The files in the `example_files` folder show an example of some input files. They are designed to work with the JASPAR 2022 bigBed file for Ciona intestinalis (JASPAR2022_ci3.bb) found [here](https://frigg.uio.no/JASPAR/JASPAR_TFBSs/). This bigBed file is not available in this repository because of its size.
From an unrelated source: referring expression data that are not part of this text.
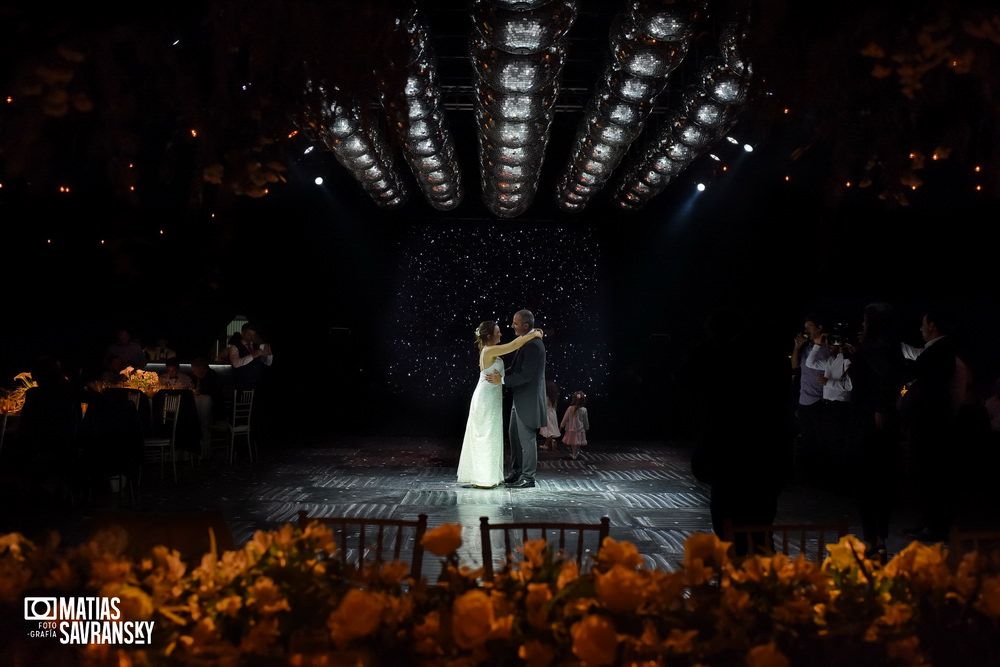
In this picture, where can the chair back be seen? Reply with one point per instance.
(168, 415)
(135, 396)
(362, 542)
(242, 406)
(570, 540)
(809, 540)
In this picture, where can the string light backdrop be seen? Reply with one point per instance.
(453, 278)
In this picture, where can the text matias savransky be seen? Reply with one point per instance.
(84, 620)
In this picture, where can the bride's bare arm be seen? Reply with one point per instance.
(492, 352)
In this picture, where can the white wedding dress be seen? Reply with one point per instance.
(481, 462)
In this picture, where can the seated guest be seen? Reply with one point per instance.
(113, 371)
(207, 382)
(172, 378)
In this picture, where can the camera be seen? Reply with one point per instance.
(840, 334)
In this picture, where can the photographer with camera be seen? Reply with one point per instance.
(836, 446)
(809, 409)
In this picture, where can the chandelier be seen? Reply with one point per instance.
(517, 50)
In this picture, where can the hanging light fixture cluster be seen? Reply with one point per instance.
(706, 114)
(648, 41)
(361, 148)
(518, 51)
(420, 121)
After downloading the bigBed file, you can run an example with:
```
./bin/extract_TFBSs_JASPAR.sh \
    -i example_files/ciona_regions.bed \
    -b example_files/JASPAR2022_ci3.bb \
    -o example_files/ciona_TFBSs.bed \
    -t example_files/TFs.txt \
    -s 300
```

The output of this file is going to be saved in `example_files/ciona_TFBSs.bed`. 

```
cat example_files/ciona_TFBSs.bed
chr1	63	72	MA0118.1	306	-	Macho-1
```

### Docker and singularity ###

The tool can also easily be run using the container [here](https://hub.docker.com/r/cbgr/jaspar_tfbs_extraction). Below you can see how to run the same job with the example files with docker and singularity.

**Docker:**

It is necessary to bind the directory containing the data with some path in the container. In this case, we bind the root directory of this repository to the `/input/` path within the container so that the tool can access the necessary data and scripts. Make sure to modify this according to how your data is organized. In addition, we use the `--user $(id -u):$(id -g)` to avoid any permission issues when running the tool. 

```
docker run \
    -v $(realpath .):/data/:rw \
    --user $(id -u):$(id -g) \
    --rm \
    cbgr/jaspar_tfbs_extraction:<version> \
        bash /input/bin/extract_TFBSs_JASPAR.sh \
        -i /input/example_files/ciona_regions.bed \
        -b /input/example_files/JASPAR2022_ci3.bb \
        -o /input/ciona_TFBSs.bed \
        -t /input/example_files/TFs.txt \
        -s 300
```

Note that `<version>` should be substituted by the container version you want to use (e.g. `latest`).

**Singularity:**

Similar as in docker, we use the `--home` option to set the path to this repository's root directory as the home directory within the container. Additionally, we also use the `-e` option to make sure no environment variables are passed. 

```
singularity run \
    --home $(realpath .) \
    -e \
    docker://cbgr/jaspar_tfbs_extraction:<version> \
        bash bin/extract_TFBSs_JASPAR.sh \
        -i example_files/ciona_regions.bed \
        -b example_files/JASPAR2022_ci3.bb \
        -o ciona_TFBSs.bed \
        -t example_files/TFs.txt \
        -s 300
```

Note that `<version>` should be substituted by the container version you want to use (e.g. `latest`).